Go to the first, previous, next, last section, table of contents.


Encoding the Structure of the Program

The elements of the program structure that stabs encode include the name of the main function, the names of the source and include files, the line numbers, procedure names and types, and the beginnings and ends of blocks of code.

Main Program

Most languages allow the main program to have any name. The N_MAIN stab type tells the debugger the name that is used in this program. Only the string field is significant; it is the name of a function which is the main program. Most C compilers do not use this stab (they expect the debugger to assume that the name is main), but some C compilers emit an N_MAIN stab for the main function. I'm not sure how XCOFF handles this.

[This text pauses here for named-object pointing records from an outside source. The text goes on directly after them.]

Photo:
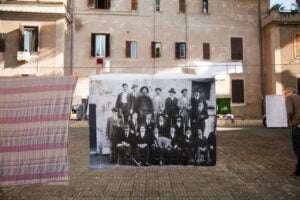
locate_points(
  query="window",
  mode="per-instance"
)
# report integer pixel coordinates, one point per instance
(206, 51)
(157, 5)
(298, 84)
(102, 4)
(237, 90)
(237, 48)
(130, 49)
(297, 45)
(2, 42)
(180, 50)
(155, 49)
(205, 6)
(133, 4)
(100, 45)
(29, 38)
(182, 6)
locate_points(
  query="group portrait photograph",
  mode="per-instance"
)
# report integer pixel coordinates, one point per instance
(143, 120)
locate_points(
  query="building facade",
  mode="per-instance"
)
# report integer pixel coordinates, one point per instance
(178, 36)
(35, 38)
(281, 31)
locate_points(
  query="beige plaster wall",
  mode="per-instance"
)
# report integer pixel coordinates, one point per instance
(224, 20)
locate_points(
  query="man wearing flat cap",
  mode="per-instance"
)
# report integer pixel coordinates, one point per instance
(124, 103)
(144, 104)
(171, 108)
(135, 94)
(113, 128)
(158, 103)
(184, 104)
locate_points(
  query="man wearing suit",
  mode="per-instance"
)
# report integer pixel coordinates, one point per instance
(113, 128)
(144, 103)
(171, 108)
(158, 104)
(133, 124)
(174, 150)
(126, 145)
(162, 126)
(135, 94)
(144, 141)
(124, 103)
(149, 124)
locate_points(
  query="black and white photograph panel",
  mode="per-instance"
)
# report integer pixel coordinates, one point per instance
(146, 120)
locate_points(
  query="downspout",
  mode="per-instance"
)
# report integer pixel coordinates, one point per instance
(154, 61)
(72, 36)
(262, 85)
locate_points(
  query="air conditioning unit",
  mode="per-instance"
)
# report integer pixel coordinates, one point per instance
(23, 56)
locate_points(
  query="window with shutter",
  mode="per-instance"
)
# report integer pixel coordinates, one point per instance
(182, 6)
(157, 5)
(91, 3)
(100, 45)
(2, 42)
(206, 51)
(155, 49)
(102, 4)
(205, 6)
(236, 48)
(180, 50)
(29, 38)
(297, 45)
(133, 4)
(237, 91)
(130, 49)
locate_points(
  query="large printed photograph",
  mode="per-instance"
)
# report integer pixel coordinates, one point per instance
(144, 120)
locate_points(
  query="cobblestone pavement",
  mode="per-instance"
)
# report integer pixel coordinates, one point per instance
(252, 163)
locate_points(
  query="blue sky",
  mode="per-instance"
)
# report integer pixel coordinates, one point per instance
(285, 3)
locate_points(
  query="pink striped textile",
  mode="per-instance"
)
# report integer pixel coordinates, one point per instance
(34, 125)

Paths and Names of the Source Files

Before any other stabs occur, there must be a stab specifying the source file. This information is contained in a symbol of stab type N_SO; the string field contains the name of the file. The value of the symbol is the start address of the portion of the text section corresponding to that file.

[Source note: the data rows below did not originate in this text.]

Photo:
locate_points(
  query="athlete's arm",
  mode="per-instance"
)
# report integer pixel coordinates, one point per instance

Some compilers use the desc field to indicate the language of the source file. Sun's compilers started this usage, and the first constants are derived from their documentation. Languages added by gcc/gdb start at 0x32 to avoid conflict with languages Sun may add in the future. A desc field with a value 0 indicates that no language has been specified via this mechanism.

N_SO_AS (0x1)
Assembly language
N_SO_C (0x2)
K&R traditional C
N_SO_ANSI_C (0x3)
ANSI C
N_SO_CC (0x4)
C++
N_SO_FORTRAN (0x5)
Fortran
N_SO_PASCAL (0x6)
Pascal
N_SO_FORTRAN90 (0x7)
Fortran90
N_SO_OBJC (0x32)
Objective-C
N_SO_OBJCPLUS (0x33)
Objective-C++

Some compilers (for example, GCC2 and SunOS4 `/bin/cc') also include the directory in which the source was compiled, in a second N_SO symbol preceding the one containing the file name. This symbol can be distinguished by the fact that it ends in a slash. Code from the cfront C++ compiler can have additional N_SO symbols for nonexistent source files after the N_SO for the real source file; these are believed to contain no useful information.

For example:

.stabs "/cygint/s1/users/jcm/play/",100,0,0,Ltext0     # 100 is N_SO
.stabs "hello.c",100,0,0,Ltext0
        .text
Ltext0:

Instead of N_SO symbols, XCOFF uses a .file assembler directive which assembles to a C_FILE symbol; explaining this in detail is outside the scope of this document.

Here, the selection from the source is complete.